HPE 9000 and HPE e3000 Servers
cancel
Showing results for 
Search instead for 
Did you mean: 

Event 646: Partition being reset due to watchdog timeout expiring

 
SOLVED
Go to solution

Event 646: Partition being reset due to watchdog timeout expiring

Hello Everyone,

I'm receiving the following Critical Error from the Event Monitor:

"Event 646: Partition being reset due to watchdog timeout expiring"

The entire message is attached to this post.

Should I be concerned about this? I receive it about once a month.

Also, any reccomendations on what I can do to resolve it?

Any help/insight is appreciated.

8 REPLIES 8
Joseph Loo
Honored Contributor

Re: Event 646: Partition being reset due to watchdog timeout expiring

hi mike,

have u done what the action statement ask u to follow:

Action: Find out why the partition's OS had hung. The cause could be bad HW that crashed the partition, or in rare cases, a combination of events that caused the OS to be unable to refresh the watchdog timer. Look for other events preceeding the timeout for clues to the root cause of the partition bei! ng unresponsive.

any error from /var/adm/syslog/syslog.log or did dmesg output give any scsi error, etc?

regards.
(p.s. please remember to assign points.
http://forums1.itrc.hp.com/service/forums/pageList.do?userId=CA1176297&listType=unassigned&forumId=1)
what you do not see does not mean you should not believe
Mohanasundaram_1
Honored Contributor

Re: Event 646: Partition being reset due to watchdog timeout expiring

Hi Mike,

I assume that the server is an rp7420 and the firmware is not the latest.

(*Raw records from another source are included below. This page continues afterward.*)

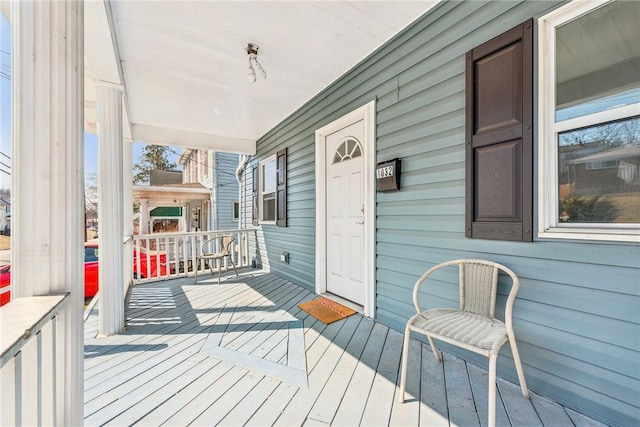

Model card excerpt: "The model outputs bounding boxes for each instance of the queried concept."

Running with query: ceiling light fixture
[246,43,267,83]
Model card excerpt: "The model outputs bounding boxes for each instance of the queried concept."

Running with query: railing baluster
[0,353,22,426]
[21,334,42,426]
[38,317,56,424]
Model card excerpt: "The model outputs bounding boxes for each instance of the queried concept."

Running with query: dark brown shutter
[465,20,533,241]
[276,148,287,227]
[251,165,260,225]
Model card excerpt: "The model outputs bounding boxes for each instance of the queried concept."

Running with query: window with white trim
[259,155,277,224]
[538,1,640,241]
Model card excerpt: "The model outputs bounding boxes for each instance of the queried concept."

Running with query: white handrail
[0,292,70,425]
[133,229,255,283]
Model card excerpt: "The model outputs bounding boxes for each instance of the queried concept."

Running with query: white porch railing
[0,292,69,426]
[133,229,255,283]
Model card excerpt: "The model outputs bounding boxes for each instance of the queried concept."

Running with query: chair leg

I had a similar problem and after the message the MP was not receiving any further events.

you can try this workaround to recover from the WATCHDOG Reset and get the OS talking to the MP again by doing the following...
(This is safe to do with the partition up and running)
- Connect to the MP
- go into 'cm'
- reset the utility interface to the core cell of the partition using the 'ru'
command.

Here is an example where Cell-0 is the core cell:
[test-mp] MP:CM> ru
This command resets the selected MP bus device.
B - BPS (Bulk Power Supply)
A - PACI (Partition Console Interface)
G - MP (Management Processor)
H - PDHC (Cell Board Controller)
Select device: h
Enter cell number: 0
Do you want to reset the Cell PDH Controller Slot 0? (Y/[N]) y
-> The selected MP bus device will be reset.
[test-mp] MP:CM>

Then you should plan for the firmware upgrade.

With regards,
Mohan.
Attitude, Not aptitude, determines your altitude

Re: Event 646: Partition being reset due to watchdog timeout expiring

Joseph,

I checked the syslog.log and it doesn't look like there is anything that caused the hang up. I am rather new to this so attached a snippet a snippet of the log at the time of the problem.

dmesg: The file hasn't been updated since the 12th so I don't think anything has been logged there. But I could be wrong since I've never looked at it. Actually I don't know how to view the file correctly.


Mohan,

The watchdog eventually resets itself and I had put a call through support and they told me not to worry about it.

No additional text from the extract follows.